Gord Grdina NYC Quartet, The BlueShore at CapU (Birch Building), Saturday, Dec. 8 at 8 p.m. For more information on the CapU Jazz series visit capilanou.ca.
Gordon Grdina plays, or has played, in so many bands it’s hard to pick a place to start.
“There’s kind of a couple different reasons for that,” he muses, but mainly: “I’ve got a lot of different interests all over, in a lot of different fields, and lots of different musicians I want to make music with.”
But a couple things have stayed consistent for the Vancouver-born avant-garde jazz musician: his love for the guitar, and his infatuation with the oud.
During the 1990s, a decade known for alternative rock and a late period revival of Woodstock that many now wish they would-have-not, Grdina found his musical vision through classic jazz and blues music instead.
You’re not likely to find many 13 year olds who are trying their hand at guitar by taking on Miles Davis or Wayne Shorter standards at such a tender age, as was Grdina, though he says his main musical “A-ha!” moment came through the blistering sounds of Texas blues.
“I was really into Stevie Ray Vaughan when I was 11. I loved that stuff, and it was all improvised-based kind of stuff,” says Grdina. “All that music you can just find one scale and you can just play on every tune.”

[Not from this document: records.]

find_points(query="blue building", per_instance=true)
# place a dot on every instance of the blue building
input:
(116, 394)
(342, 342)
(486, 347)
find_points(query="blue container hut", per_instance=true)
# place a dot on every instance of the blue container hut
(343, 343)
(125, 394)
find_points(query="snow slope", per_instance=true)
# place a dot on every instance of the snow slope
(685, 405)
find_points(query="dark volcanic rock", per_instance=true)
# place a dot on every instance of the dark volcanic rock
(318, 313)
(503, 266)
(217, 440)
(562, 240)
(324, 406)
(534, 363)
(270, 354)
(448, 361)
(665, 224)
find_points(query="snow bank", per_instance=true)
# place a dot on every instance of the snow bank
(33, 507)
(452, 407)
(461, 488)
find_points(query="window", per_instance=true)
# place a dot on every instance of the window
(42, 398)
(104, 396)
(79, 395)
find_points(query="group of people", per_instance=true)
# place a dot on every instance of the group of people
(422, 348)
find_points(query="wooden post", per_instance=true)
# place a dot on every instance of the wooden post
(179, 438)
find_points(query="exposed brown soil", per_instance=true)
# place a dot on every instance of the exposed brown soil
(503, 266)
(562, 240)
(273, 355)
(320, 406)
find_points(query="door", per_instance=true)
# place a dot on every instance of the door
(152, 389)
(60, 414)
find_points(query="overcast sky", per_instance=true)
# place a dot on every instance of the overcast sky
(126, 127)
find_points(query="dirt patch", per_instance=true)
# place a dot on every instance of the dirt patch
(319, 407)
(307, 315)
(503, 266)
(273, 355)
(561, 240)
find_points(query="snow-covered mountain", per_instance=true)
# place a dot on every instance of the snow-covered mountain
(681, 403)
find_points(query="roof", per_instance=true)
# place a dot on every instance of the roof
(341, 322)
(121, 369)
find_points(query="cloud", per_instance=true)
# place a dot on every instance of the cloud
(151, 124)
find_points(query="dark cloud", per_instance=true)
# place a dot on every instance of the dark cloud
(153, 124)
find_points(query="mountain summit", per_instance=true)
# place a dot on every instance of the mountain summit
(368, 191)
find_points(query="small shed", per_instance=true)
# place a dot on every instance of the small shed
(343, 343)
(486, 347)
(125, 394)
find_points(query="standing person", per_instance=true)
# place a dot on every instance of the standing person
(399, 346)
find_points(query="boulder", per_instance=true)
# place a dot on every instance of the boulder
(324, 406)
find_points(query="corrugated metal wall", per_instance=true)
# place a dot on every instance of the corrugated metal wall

His early love of improvisation was cemented through the blues, but there was still another sonic influence left to add.
That other important detail was discovered in high school, when his guitar teacher played him a Simon Shaheen album called Saltanah – featuring the slide player Vishwa Mohan Bhatt.
“He was like, ‘You got to check out this slide player,’ because I was playing slide blues guitar a lot and then I heard it and then when I first heard the oud there for the first time and it just blew my mind, just the sound of it,” says Grdina.
The oud, which is a type of Middle Eastern lute, became a source of inspiration and infatuation for Grdina, who was drawn to the instrument’s steep learning curve and musical possibilities.
When he entered Capilano University’s music program in 1995, his oud playing really reached a fever pitch.
“I was playing with some friends from Cap who were playing some Indian music and Persian music and it got me wanting to explore it. I got an oud and starting studying with a great Iraqi musician,” he says.
In his professional career, Grdina has taken these early experiences with blues, jazz, electric instrumentation and, naturally, the oud, to new heights, fusing jazz, improvisation, freeform music, Arabic and Persian sounds and a host of other influences into his many bands and projects, which include his trio, the duo Peregrine Falls, Haram, Sangha and The Marrow, to name just a few.
When Grdina returns to his alma mater for tomorrow’s performance, it’ll be with his New York quartet, performing pieces from their 2017 album Inroads, which mixes improvisational jazz with a heavier and darker electric sound.
And while Grdina and the rest of the quartet, rounded out by Oscar Noriega, Russ Lossing and Satoshi Takeishi, will be playing new material as well, the concert will also feature another first for the Capilano University graduate.
“I have played the theatre before,” says Grdina. “(But) this is my first show of my own there.”
On his time at CapU, Grdina says he recalls all the great musicians he met along the way.
“It was the greatest place to go – basically it opened up my whole musical world in the city because going there we had a great group of musicians in our class and that’s where we just starting gigging right away. By going there it really opened up my whole musical career,” he says.
And while he recalls his early days as a pro musician in the city playing any show he could get his hands on, he remembers playing in restaurants most of all.
“I kind of figured out early on that when you’re playing jazz in restaurants people don’t really care what you play,” he says with a laugh, before realizing. “I don’t have to sit there and play music that sucks. I could play music that I really love.”
The scene for avant-garde music has blossomed in Vancouver and Canada throughout the past several decades, according to Grdina. His accolades, which include Juno award wins and a vast array of musical collaborations and activities, are a testament to that.
It’d be a stretch to pigeonhole Grdina as simply a jazz artist, as his interests skew a little more freeform, a little more world music, and a little more improvisational.
“When you have that sense of freedom, every time you play a gig, every concert you play, can completely change your life,” he says. “I don’t think that is true of other forms of music.”